I hope someone hates your brand

Are you sitting on the fence with your brand

Really well-defined brands force you to get off the proverbial fence.  Either you love it or hate.  Sorry but you can’t be in between. Great marketers really get this. 

They know that they must occupy some important real estate in the mind of their customers. They need to annoy someone or some group of consumers. Without standing for something they get lost is a sea of white bread boredom.  Why? 

A clearly defined brand wants a tribe of people who are passionate about your product or service so they will tell your story and help spread the word. What is the last time you shared boring information with your online community? 

If you map out brand's intensity, you can see where things stand. I like to call this the WHITE BREAD SCALE. Are you in the white bread and boring quadrants? Do your customers  shrug their shoulders and just not really care? Or are you closer to the jalapeno and exciting part of the conversation where things get spicy? 

The White Bread Index- What side of this fence are you on? 

You may disagree with where I have placed these brands on this chart. The point is to illustrate brands that are well-defined with purpose and brands that are dull and lifeless. I don't love some of these brands like Fox News or Chick Fil A but I do like that they stand for something. The key marketing takeaway is that those brands on the left side are not on the fence. 

In my past life as VP Marketing on Slim Jim, I knew I was doing my job when we got letters about parent's hating our over the top advertising. (Snap into a Slim Jim and Eat me!) But our target, their kids were falling in love with our brand as we focused on infusing the product with a rebellious attitude. Parents hated it. Kids loved it. Success! 

In your face brands like the Australian site VinoMOFO also alienate some with their attitude in selling wine. Watch a video on their website about how they sell wine and push you off the fence into their 'Fo world. Some people hate their brand and their edgy name. However, they use that as evidence that their brand means something to their tribe of followers and that they aren't on the fence- dull and boring. 

Ron Johnson, the new CEO from JCPenny’s is fighting to move this retailer off the fence from boring to exciting. He wants to take the brand to a new land where his customers really care about their experience. 

To do this he is taking away things from the brand that hurt their image- sales every day, commodity products, etc. He is in the fight of his life as Wall Street wants him to succeed today but as we all know it takes time to fix a brand.
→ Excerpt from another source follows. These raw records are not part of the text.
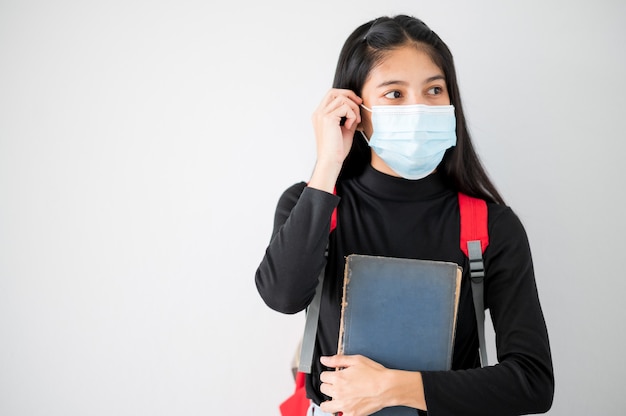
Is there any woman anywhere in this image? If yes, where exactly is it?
[255,15,554,416]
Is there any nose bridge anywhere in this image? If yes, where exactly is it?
[406,86,428,104]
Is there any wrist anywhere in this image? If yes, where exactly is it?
[308,160,342,193]
[388,370,427,410]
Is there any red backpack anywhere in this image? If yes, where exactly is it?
[280,192,489,416]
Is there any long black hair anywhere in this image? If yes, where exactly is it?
[333,15,504,204]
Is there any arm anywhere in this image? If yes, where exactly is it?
[320,355,426,416]
[255,183,339,313]
[255,89,362,313]
[321,209,554,416]
[422,208,554,416]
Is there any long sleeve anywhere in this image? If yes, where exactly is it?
[422,209,554,416]
[255,182,340,314]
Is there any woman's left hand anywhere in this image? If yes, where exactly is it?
[320,355,390,416]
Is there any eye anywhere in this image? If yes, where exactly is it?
[385,90,402,100]
[427,86,443,95]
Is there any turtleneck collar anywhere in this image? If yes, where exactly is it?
[348,165,453,201]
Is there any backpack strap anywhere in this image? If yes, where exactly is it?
[459,192,489,367]
[298,189,337,374]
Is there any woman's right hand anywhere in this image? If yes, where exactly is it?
[309,88,363,192]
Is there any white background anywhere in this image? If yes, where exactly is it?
[0,0,626,416]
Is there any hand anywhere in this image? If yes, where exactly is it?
[309,88,363,192]
[320,355,389,416]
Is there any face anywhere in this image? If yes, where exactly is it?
[359,45,450,176]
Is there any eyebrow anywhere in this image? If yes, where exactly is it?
[376,74,446,88]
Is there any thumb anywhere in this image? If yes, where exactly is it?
[320,354,359,368]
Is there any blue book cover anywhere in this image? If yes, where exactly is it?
[338,254,461,416]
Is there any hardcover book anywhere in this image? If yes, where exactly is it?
[338,254,461,416]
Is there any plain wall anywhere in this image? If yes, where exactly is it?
[0,0,626,416]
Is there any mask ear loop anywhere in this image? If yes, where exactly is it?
[359,130,370,146]
[359,104,372,146]
[359,104,372,146]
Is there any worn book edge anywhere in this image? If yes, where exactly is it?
[337,256,463,364]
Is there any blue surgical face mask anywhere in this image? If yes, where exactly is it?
[361,104,456,179]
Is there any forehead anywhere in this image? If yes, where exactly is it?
[364,44,444,86]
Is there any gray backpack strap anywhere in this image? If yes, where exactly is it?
[467,240,488,367]
[298,254,328,374]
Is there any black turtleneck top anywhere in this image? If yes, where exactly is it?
[255,166,554,416]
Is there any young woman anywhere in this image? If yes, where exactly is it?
[255,15,554,416]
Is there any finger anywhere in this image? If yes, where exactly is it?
[321,88,363,106]
[320,354,364,368]
[326,97,361,129]
[320,400,342,414]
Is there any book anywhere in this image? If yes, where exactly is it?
[338,254,462,416]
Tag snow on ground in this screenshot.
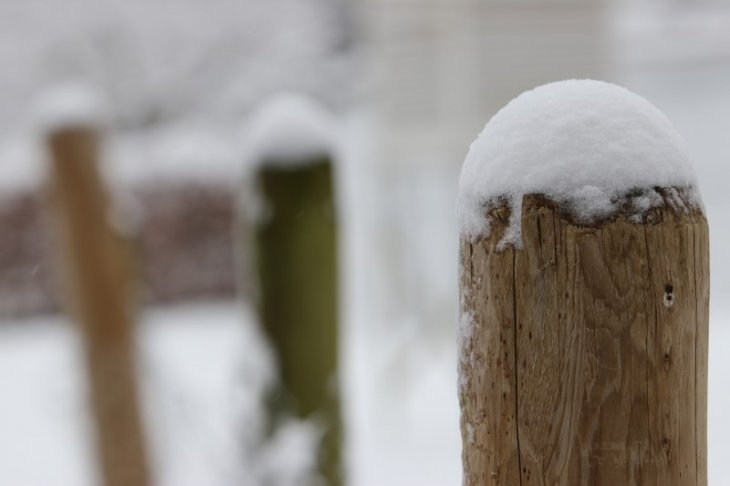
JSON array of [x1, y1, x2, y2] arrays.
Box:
[[0, 303, 730, 486]]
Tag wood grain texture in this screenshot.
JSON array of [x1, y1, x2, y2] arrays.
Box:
[[459, 192, 709, 486], [49, 128, 149, 486]]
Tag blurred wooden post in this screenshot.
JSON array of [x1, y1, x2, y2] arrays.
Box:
[[49, 126, 149, 486], [459, 194, 709, 486], [256, 156, 343, 486]]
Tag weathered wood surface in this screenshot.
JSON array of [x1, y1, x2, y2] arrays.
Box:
[[256, 157, 344, 486], [49, 128, 149, 486], [459, 196, 709, 486]]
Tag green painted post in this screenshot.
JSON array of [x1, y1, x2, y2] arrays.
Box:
[[256, 156, 343, 486]]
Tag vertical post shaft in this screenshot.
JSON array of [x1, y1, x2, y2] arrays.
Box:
[[49, 128, 149, 486]]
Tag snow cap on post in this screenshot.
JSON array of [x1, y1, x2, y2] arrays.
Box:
[[248, 93, 335, 166], [34, 82, 109, 134], [457, 80, 702, 248]]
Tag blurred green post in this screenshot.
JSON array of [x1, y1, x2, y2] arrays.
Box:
[[256, 155, 343, 486]]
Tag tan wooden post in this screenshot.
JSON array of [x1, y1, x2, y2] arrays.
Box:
[[48, 125, 149, 486], [256, 155, 344, 486], [459, 188, 709, 486]]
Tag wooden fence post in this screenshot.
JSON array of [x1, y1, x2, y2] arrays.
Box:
[[48, 125, 149, 486], [256, 155, 343, 486], [459, 81, 709, 486]]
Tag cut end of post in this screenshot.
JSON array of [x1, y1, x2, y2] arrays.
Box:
[[248, 94, 336, 167], [457, 80, 702, 248]]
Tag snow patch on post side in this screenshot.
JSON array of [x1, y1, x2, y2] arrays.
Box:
[[457, 80, 702, 248]]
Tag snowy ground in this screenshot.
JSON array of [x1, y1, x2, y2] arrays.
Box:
[[0, 303, 730, 486]]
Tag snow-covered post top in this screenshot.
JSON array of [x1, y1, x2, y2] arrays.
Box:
[[458, 81, 709, 486], [457, 80, 702, 248]]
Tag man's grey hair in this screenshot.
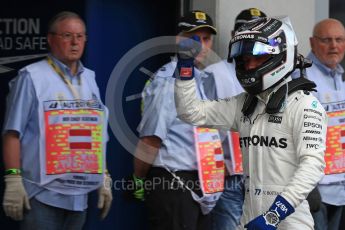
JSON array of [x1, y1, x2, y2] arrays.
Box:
[[48, 11, 86, 33]]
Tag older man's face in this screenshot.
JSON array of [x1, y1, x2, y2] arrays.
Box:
[[310, 21, 345, 69], [48, 18, 86, 65]]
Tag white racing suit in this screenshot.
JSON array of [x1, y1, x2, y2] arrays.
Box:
[[175, 80, 327, 230]]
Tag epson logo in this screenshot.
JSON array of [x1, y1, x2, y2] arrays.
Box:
[[303, 122, 322, 129], [231, 34, 254, 42], [268, 115, 283, 124], [304, 130, 321, 134], [303, 114, 321, 121], [240, 135, 287, 149]]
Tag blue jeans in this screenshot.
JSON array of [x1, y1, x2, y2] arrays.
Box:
[[20, 198, 86, 230], [211, 175, 244, 230], [312, 202, 343, 230]]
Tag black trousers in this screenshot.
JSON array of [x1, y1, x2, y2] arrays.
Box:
[[145, 167, 211, 230]]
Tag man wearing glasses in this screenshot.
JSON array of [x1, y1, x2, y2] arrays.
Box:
[[294, 18, 345, 230], [3, 12, 112, 229]]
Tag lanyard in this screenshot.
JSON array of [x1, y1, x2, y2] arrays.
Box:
[[47, 56, 81, 100]]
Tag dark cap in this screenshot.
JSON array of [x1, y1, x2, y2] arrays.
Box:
[[177, 10, 217, 34], [234, 8, 267, 31]]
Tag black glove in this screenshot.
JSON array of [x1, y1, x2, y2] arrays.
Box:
[[307, 187, 321, 212], [176, 35, 202, 80], [124, 174, 145, 201]]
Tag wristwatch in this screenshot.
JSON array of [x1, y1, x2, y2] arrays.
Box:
[[264, 211, 279, 227]]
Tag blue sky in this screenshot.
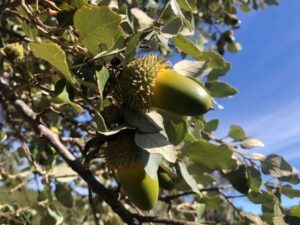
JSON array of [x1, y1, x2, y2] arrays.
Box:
[[207, 0, 300, 213], [208, 0, 300, 163]]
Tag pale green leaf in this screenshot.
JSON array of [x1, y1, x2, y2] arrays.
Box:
[[178, 161, 200, 194], [96, 66, 109, 103], [240, 137, 265, 149], [205, 80, 238, 98], [50, 162, 78, 183], [174, 59, 206, 77], [261, 154, 293, 177], [228, 125, 246, 141], [281, 185, 300, 198], [29, 43, 77, 85], [135, 132, 177, 163], [161, 17, 183, 38], [124, 111, 164, 133], [74, 7, 121, 55], [185, 140, 237, 170], [141, 150, 162, 179]]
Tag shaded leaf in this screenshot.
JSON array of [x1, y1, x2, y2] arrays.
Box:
[[141, 150, 162, 179], [96, 66, 109, 103], [124, 111, 164, 133], [135, 132, 177, 163], [50, 162, 78, 183], [55, 183, 74, 208], [130, 8, 154, 29]]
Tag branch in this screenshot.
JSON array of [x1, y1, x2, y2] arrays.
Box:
[[0, 77, 203, 225]]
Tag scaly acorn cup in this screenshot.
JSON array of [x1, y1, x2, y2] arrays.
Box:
[[119, 54, 212, 116], [157, 167, 175, 191], [102, 131, 159, 211]]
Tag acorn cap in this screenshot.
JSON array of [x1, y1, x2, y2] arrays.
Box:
[[120, 54, 170, 113], [119, 55, 212, 116]]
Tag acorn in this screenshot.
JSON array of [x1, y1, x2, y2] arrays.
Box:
[[119, 54, 212, 116], [221, 165, 250, 194], [102, 131, 159, 211]]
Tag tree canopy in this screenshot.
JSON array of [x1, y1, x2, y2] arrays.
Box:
[[0, 0, 300, 225]]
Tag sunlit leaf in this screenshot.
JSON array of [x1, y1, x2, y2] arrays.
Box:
[[74, 7, 121, 55], [29, 42, 77, 85]]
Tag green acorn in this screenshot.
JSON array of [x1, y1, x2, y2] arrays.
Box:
[[119, 54, 212, 116], [157, 167, 175, 191], [102, 131, 159, 211]]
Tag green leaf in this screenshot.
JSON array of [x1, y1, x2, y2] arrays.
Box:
[[198, 51, 225, 68], [173, 34, 202, 59], [248, 191, 276, 205], [178, 161, 200, 194], [261, 154, 293, 177], [174, 59, 206, 77], [222, 165, 249, 194], [204, 119, 219, 133], [141, 150, 162, 179], [240, 212, 266, 225], [130, 8, 154, 29], [281, 185, 300, 198], [29, 43, 77, 85], [74, 7, 121, 55], [207, 62, 231, 81], [40, 206, 64, 225], [289, 206, 300, 217], [125, 32, 143, 62], [55, 80, 82, 115], [247, 166, 262, 192], [96, 66, 109, 104], [161, 17, 183, 38], [124, 111, 164, 133], [50, 162, 78, 183], [227, 42, 242, 53], [240, 137, 265, 149], [164, 116, 188, 145], [205, 80, 238, 98], [273, 199, 288, 225], [283, 214, 300, 225], [228, 125, 246, 141], [135, 132, 177, 163], [55, 183, 74, 208], [185, 140, 237, 170]]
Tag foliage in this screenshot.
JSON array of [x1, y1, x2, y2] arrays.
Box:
[[0, 0, 300, 225]]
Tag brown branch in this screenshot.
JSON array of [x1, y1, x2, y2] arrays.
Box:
[[0, 77, 203, 225], [88, 187, 100, 225]]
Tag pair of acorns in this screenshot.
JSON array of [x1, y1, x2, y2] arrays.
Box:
[[103, 55, 212, 210]]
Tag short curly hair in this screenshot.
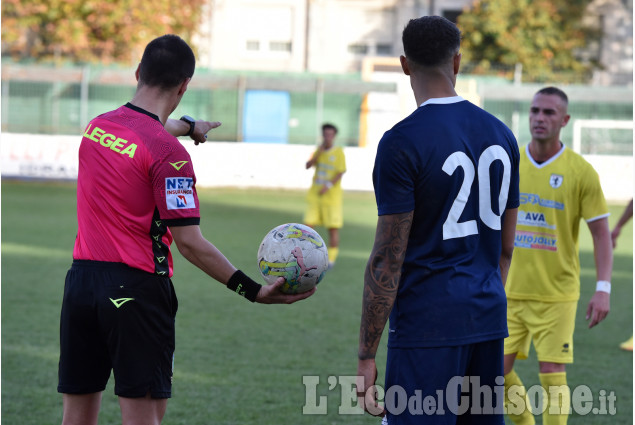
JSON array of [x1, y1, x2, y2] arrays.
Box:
[[401, 16, 461, 67]]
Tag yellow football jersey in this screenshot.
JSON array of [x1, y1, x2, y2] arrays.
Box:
[[505, 145, 609, 302], [308, 146, 346, 204]]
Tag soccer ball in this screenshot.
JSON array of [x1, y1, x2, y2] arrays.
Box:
[[258, 223, 329, 294]]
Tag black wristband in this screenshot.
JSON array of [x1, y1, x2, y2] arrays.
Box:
[[227, 270, 262, 303]]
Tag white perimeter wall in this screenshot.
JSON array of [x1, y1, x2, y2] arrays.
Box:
[[0, 133, 634, 202]]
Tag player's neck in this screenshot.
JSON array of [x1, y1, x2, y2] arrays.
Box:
[[410, 73, 457, 106], [529, 139, 562, 163]]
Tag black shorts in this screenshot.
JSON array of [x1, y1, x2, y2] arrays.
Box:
[[57, 260, 178, 398]]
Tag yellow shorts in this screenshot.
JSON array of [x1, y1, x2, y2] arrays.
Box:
[[304, 199, 344, 229], [505, 299, 578, 363]]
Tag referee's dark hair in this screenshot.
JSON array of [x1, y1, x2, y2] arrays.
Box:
[[401, 16, 461, 67], [536, 86, 569, 105], [139, 34, 196, 89]]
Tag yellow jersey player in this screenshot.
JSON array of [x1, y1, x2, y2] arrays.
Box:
[[504, 87, 613, 425], [304, 124, 346, 267]]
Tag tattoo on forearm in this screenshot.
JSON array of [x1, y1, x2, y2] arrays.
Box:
[[359, 211, 413, 359]]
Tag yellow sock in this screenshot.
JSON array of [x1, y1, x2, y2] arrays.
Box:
[[328, 246, 340, 264], [505, 370, 536, 425], [538, 372, 571, 425]]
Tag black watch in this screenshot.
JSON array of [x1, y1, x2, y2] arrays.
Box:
[[180, 115, 196, 137]]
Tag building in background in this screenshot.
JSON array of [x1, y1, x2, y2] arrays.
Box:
[[196, 0, 633, 85], [197, 0, 471, 73]]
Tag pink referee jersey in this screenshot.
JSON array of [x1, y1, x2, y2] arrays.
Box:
[[73, 103, 200, 276]]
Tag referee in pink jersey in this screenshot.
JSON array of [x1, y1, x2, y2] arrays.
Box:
[[57, 35, 313, 425]]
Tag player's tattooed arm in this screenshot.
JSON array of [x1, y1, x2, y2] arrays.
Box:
[[358, 211, 413, 360]]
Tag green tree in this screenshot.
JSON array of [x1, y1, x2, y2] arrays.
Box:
[[2, 0, 206, 64], [457, 0, 599, 81]]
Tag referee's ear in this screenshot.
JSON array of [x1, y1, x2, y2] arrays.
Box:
[[178, 78, 192, 96], [399, 55, 410, 75]]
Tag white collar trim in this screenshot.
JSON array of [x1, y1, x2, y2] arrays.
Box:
[[419, 96, 465, 106]]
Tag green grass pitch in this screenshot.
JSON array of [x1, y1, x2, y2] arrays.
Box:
[[1, 181, 633, 425]]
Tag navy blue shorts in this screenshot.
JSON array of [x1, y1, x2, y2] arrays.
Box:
[[57, 260, 178, 398], [384, 339, 505, 425]]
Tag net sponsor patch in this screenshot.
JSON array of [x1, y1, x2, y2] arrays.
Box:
[[165, 177, 196, 210]]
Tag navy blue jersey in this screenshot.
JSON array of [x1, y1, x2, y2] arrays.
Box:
[[373, 96, 520, 347]]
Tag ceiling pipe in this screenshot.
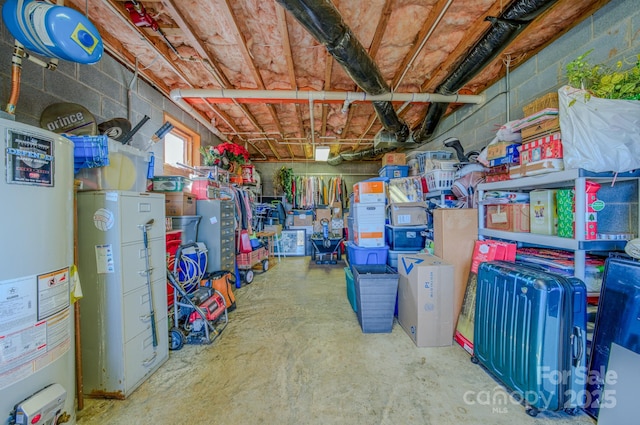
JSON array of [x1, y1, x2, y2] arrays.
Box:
[[413, 0, 557, 143], [169, 90, 229, 142], [171, 89, 485, 105], [276, 0, 410, 142]]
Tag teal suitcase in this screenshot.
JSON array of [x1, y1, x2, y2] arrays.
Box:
[[472, 261, 587, 416]]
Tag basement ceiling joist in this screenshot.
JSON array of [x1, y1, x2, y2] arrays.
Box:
[[65, 0, 608, 161]]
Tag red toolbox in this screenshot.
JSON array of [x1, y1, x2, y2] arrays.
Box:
[[165, 230, 182, 308]]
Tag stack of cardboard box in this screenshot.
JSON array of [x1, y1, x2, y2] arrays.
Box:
[[350, 180, 386, 247]]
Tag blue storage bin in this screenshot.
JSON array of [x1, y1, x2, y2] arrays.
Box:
[[351, 264, 398, 333], [385, 224, 427, 251], [387, 250, 420, 270], [347, 242, 389, 265], [344, 267, 358, 312], [378, 165, 409, 179], [65, 135, 109, 173]]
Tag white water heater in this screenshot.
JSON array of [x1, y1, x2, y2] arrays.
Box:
[[0, 119, 76, 425]]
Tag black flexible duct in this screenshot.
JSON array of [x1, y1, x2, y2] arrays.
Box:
[[413, 0, 557, 143], [276, 0, 410, 142]]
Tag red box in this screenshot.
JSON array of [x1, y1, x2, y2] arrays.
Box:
[[520, 133, 562, 164], [485, 204, 529, 233], [471, 239, 516, 274]]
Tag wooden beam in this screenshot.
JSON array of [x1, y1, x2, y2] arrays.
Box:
[[68, 0, 238, 140], [342, 0, 393, 151], [320, 53, 333, 136], [420, 2, 504, 93], [224, 0, 265, 90], [353, 112, 378, 150], [267, 103, 295, 158], [276, 4, 306, 158], [369, 0, 393, 59], [163, 0, 231, 88], [103, 0, 193, 87], [391, 0, 456, 89]]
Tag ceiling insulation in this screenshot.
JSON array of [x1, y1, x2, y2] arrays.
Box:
[[65, 0, 607, 161]]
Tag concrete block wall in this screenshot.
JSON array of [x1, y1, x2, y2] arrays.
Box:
[[254, 161, 380, 196], [417, 0, 640, 157], [0, 0, 219, 175]]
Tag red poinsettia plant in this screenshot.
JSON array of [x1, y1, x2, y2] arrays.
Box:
[[200, 142, 249, 169]]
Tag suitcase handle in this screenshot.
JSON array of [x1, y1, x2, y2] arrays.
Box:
[[571, 326, 584, 367]]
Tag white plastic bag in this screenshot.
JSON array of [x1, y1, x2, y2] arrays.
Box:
[[558, 86, 640, 173]]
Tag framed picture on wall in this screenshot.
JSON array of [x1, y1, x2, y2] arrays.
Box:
[[276, 229, 307, 257]]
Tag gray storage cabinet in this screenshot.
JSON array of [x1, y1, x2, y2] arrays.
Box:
[[77, 191, 169, 399], [196, 199, 236, 273]]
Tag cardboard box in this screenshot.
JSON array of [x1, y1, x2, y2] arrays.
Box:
[[509, 159, 564, 179], [351, 203, 386, 230], [556, 180, 603, 240], [433, 208, 478, 327], [520, 117, 560, 142], [485, 204, 529, 233], [398, 254, 454, 347], [487, 142, 519, 160], [264, 224, 282, 236], [522, 91, 559, 117], [316, 208, 331, 222], [382, 152, 407, 167], [331, 202, 342, 218], [529, 189, 558, 235], [353, 181, 387, 204], [520, 133, 563, 164], [164, 192, 196, 216], [489, 144, 520, 167], [293, 210, 313, 226], [389, 202, 427, 226]]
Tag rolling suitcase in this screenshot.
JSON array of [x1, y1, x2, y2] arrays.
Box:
[[584, 256, 640, 423], [472, 261, 587, 416]]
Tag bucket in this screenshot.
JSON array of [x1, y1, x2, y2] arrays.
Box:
[[171, 215, 202, 245]]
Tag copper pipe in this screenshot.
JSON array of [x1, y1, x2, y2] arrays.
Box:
[[5, 40, 24, 115]]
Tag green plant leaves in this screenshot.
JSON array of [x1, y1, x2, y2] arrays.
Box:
[[566, 50, 640, 100]]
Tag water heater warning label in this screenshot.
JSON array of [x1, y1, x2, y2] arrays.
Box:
[[0, 267, 72, 389], [6, 131, 54, 186]]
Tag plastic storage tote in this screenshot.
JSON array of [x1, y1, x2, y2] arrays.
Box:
[[387, 250, 420, 270], [344, 267, 358, 312], [347, 242, 389, 265], [385, 224, 427, 251], [76, 139, 151, 192], [153, 176, 191, 192], [351, 264, 398, 333], [378, 165, 409, 179], [171, 215, 201, 245]]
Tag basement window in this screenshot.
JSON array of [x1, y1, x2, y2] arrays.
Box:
[[164, 114, 200, 176]]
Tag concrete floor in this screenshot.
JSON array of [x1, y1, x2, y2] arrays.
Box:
[[77, 257, 594, 425]]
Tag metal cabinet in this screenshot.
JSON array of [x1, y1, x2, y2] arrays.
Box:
[[478, 169, 640, 280], [78, 191, 169, 399], [196, 199, 236, 272]]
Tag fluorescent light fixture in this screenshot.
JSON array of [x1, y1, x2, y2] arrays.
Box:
[[314, 146, 331, 161]]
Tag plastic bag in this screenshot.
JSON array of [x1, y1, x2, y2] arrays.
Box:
[[558, 86, 640, 173]]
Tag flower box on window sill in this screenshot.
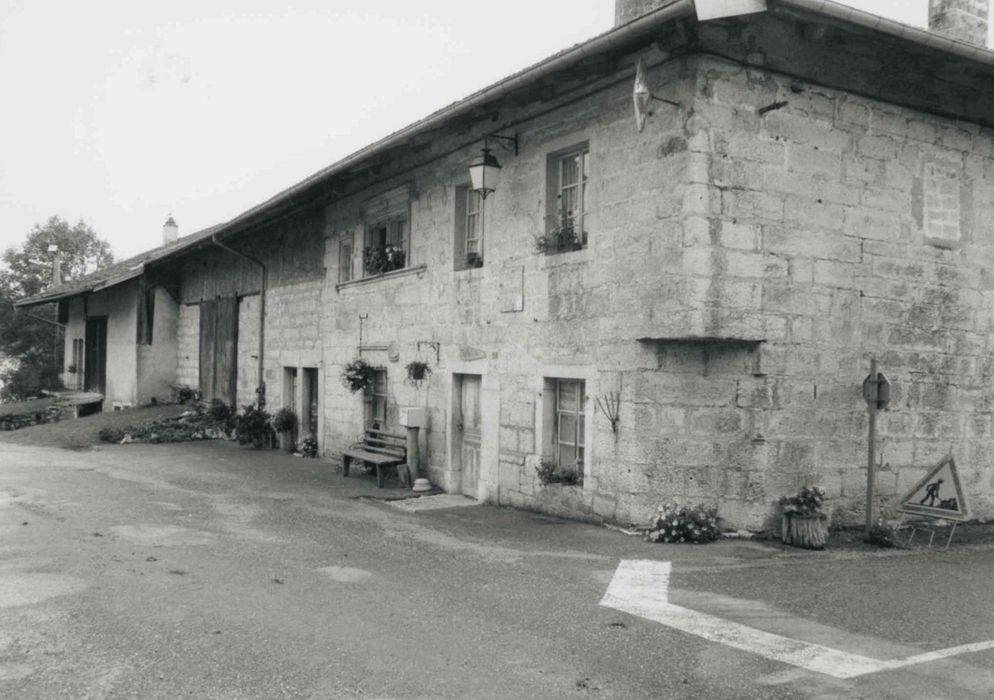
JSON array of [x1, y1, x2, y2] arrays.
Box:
[[363, 245, 407, 277], [535, 222, 583, 255]]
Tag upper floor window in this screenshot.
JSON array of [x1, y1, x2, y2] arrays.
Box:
[[455, 186, 483, 270], [536, 144, 590, 253], [338, 238, 353, 284], [362, 185, 411, 277]]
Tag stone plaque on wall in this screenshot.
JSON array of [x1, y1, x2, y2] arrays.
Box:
[[498, 265, 525, 313]]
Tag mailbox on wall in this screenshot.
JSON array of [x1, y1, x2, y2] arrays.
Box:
[[400, 406, 428, 428]]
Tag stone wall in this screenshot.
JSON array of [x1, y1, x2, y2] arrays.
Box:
[[684, 49, 994, 520], [163, 14, 994, 527], [137, 287, 179, 405]]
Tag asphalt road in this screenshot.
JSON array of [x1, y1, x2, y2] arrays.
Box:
[[0, 443, 994, 699]]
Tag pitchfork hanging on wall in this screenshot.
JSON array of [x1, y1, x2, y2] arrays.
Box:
[[597, 391, 621, 433]]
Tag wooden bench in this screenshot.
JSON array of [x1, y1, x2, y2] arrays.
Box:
[[342, 428, 407, 488]]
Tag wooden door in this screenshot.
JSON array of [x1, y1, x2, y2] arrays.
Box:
[[83, 318, 107, 394], [200, 297, 238, 404], [456, 374, 483, 498], [301, 367, 320, 439]]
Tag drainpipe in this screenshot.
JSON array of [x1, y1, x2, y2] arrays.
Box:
[[211, 235, 269, 407]]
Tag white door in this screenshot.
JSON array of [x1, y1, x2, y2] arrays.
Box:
[[455, 374, 483, 498]]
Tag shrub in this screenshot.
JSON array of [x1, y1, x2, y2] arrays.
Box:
[[535, 460, 583, 486], [534, 219, 583, 255], [97, 410, 231, 443], [300, 436, 318, 459], [97, 428, 124, 442], [273, 407, 297, 433], [173, 384, 200, 404], [235, 405, 273, 448], [780, 486, 825, 517], [406, 360, 431, 386], [645, 501, 721, 544]]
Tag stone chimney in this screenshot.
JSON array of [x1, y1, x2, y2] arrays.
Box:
[[162, 214, 179, 245], [614, 0, 670, 27], [928, 0, 990, 47]]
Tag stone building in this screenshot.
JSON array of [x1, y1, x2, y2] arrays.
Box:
[[21, 0, 994, 527]]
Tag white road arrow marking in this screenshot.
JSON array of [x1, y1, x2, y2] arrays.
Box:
[[600, 560, 994, 678]]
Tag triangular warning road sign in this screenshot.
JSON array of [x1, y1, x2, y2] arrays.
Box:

He knows that he needs a smaller tribe of passionate customers not a massive audience of indifferent shoppers. 

I’m not a big clothes shopper and don’t go into JCPenny’s but I applaud the effort to stand for something that is not in the flabby middle. He comes from Apple and ran their retail store business which is as a good a credential as you can have to create fans who fall in love with the brand and brag about their experience at places like the genius bar. 
What is Johnson trying to do for this brand? He is trying to make the in-store experience unique and meaningful to a small group of purchasers who aren't trained by sales but are motivated by something more emotional and magnetic. 

But the really difficult task is in making JC Penny mean something new to those who regularly shop at the store. He has to alienate some folks or he won’t be defining something new and different. Someone better hate his brand since that implies that a new tribe will love it. 

Are you sitting on the fence? Maybe you need some customers to hate your brand too.